My closing remark of biosimilars is I’ve been in the healthcare field for the last 20 years in America. And for the last 20 years, we’ve been struggling with the issue of drug price. Biosimilars offer really almost all the important aspects of healthcare to address drug prices. They can improve the access, making drugs more affordable. And biosimilars are not confined to oncology. They’re also in the autoimmune space. Biologic compounds affect every aspect of human life as long as we live. Europe has done pretty good job of assimilating biosimilars since 2006. They have administered over 700 million unique doses without any difference in outcome or any adverse reactions. I think our country should adopt and implement biosimilars without any inhibitions.

Ali McBride, PharmD, MS, BCOP, FAzPA, FASHP: The educational topic for biosimilars will probably be within the next 5 to 7 years. We had a large, robust amount of knowledge in many therapeutic indications. When it comes to the understanding of biosimilars, we’re still in biosimilars 101, your freshman class of biosimilars.

We’re now moving to therapeutic indications. This is going to be an indication where we’re going to go with curative-based therapies. In terms of cancer, those become critical, because questions arise and adverse-affect profiles vary based on the physician’s use in an anecdotal manner. Also detailing or removing that fear of using biosimilars is needed.
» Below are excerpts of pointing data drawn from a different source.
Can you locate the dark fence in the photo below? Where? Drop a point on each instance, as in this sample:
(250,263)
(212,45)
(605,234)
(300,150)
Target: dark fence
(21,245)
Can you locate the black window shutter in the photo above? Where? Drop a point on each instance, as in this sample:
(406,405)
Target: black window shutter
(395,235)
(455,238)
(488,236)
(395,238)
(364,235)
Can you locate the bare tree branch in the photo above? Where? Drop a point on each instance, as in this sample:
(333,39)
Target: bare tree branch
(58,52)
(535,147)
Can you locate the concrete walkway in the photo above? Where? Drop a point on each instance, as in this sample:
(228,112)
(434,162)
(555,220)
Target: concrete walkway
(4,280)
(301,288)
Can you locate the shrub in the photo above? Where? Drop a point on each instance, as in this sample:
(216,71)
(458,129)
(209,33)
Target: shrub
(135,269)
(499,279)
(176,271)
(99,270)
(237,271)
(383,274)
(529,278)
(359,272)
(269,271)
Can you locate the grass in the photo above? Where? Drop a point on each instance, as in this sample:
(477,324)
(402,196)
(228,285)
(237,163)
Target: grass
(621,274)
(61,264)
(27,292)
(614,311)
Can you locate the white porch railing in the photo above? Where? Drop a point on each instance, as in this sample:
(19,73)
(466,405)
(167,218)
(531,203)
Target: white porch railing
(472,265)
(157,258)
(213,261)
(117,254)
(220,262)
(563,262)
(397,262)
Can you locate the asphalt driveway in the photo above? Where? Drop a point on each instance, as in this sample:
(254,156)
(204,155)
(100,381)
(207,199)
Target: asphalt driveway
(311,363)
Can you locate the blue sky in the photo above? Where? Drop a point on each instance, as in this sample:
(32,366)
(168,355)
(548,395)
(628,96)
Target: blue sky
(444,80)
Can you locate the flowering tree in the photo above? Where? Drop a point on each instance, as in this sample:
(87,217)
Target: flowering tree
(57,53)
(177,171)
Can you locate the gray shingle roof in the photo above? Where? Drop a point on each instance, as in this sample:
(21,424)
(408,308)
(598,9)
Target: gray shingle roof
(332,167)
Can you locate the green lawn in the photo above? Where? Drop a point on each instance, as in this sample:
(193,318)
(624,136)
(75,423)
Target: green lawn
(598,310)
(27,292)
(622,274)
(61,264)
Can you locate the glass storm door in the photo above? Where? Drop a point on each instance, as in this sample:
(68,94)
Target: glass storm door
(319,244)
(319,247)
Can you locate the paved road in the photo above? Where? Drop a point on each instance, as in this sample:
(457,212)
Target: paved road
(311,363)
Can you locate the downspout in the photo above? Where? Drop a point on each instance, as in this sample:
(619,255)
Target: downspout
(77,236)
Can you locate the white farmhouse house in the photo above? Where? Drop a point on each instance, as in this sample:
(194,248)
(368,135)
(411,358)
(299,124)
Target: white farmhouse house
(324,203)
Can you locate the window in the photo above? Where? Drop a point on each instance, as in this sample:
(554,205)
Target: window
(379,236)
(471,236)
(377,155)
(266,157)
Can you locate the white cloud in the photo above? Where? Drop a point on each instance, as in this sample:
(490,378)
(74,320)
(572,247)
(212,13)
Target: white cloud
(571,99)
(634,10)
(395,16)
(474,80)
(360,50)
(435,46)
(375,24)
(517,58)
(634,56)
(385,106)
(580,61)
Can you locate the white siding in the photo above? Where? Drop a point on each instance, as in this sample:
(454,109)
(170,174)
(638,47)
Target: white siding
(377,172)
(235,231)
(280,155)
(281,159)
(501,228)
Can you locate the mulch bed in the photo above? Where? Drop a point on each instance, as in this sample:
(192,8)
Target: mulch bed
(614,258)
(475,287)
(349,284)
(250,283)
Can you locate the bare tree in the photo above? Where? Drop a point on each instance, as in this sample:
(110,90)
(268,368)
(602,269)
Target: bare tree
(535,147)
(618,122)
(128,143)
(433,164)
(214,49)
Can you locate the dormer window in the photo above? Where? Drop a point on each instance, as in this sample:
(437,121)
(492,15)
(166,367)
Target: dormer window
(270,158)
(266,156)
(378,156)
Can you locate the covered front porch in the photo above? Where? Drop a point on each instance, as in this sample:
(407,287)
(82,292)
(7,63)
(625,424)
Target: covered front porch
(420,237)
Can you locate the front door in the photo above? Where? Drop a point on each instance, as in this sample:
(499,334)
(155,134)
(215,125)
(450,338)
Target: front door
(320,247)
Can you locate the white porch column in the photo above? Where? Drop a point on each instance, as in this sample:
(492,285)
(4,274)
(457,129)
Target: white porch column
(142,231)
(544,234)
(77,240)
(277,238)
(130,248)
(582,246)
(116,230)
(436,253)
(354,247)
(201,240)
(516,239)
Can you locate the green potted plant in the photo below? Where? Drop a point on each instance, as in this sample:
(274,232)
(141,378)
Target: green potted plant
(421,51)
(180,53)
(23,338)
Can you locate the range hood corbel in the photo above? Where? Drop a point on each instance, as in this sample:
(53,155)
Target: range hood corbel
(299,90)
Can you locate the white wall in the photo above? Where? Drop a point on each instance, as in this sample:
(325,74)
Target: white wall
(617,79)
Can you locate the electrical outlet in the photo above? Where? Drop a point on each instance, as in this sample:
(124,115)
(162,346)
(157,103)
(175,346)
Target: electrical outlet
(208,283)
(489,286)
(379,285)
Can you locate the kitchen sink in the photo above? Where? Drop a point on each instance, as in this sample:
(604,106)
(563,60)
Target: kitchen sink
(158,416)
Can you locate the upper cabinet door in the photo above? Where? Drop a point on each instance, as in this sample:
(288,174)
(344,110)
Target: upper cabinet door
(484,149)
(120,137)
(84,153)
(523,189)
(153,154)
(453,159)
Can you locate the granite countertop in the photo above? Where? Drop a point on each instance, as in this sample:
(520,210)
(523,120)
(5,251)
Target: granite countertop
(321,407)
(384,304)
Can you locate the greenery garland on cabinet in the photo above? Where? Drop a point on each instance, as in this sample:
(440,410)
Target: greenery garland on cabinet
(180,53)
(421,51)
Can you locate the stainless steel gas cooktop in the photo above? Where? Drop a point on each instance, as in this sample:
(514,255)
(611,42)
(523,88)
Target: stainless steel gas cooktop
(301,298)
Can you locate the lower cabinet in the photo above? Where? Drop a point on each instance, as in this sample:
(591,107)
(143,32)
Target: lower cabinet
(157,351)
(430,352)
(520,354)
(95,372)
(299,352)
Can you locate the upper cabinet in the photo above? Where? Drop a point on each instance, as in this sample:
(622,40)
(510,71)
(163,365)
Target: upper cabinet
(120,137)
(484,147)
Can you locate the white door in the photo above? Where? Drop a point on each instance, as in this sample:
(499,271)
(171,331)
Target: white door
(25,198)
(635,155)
How do you do that? You need to educate the team members on the data, how the actual clinical trials perform. In addition, there need to be a large amount of data or evaluation on addressing the biosimilar approval process. Because many people think that the same path didn’t occur for their product. Yet all those variation, post-translational modifications, cell-line changes over the years—which we’ve known about for decades—and the actual bench-based sciences are occurring with the biologic. A discussion on drift, post-translational modifications, all are very well known. When it comes to the biosimilar, all of a sudden it becomes, “Oh, my gosh, I was unaware of that.” That education needs to be put forth.

But also dimensions on education for implementation, for understanding those people who are not in direct patient care contact with our finance team members, our pharmacists or our team members, all are very important. In fact, even the people who are working on the payer side need to address these points as well.

I think we have a large amount of understanding that needs to go on. Even more so when it comes to rheumatology and endocrinology. For example, diabetes. These are also very important areas for addressing these patient populations.

Kashyap Patel, MD: I’m a little concerned about the manufacturers of the biosimilars for not having enough time, resources, and efforts in educating biosimilars. If you go back and look at the first biosimilar that was approved in the autoimmune space, infliximab, the market uptake was only 2% because most of the stakeholders—which included GI [gastrointestinal] doctors, patients, nurses, and pharmacists—had no idea what a biosimilar was.

For anyone now, that’s a big stumbling block in acceptance of the biosimilars across all the sectors. Manufacturers have to make a better effort in improving awareness, education for the payers, physicians, midlevels, nurses, pharmacists, and patients.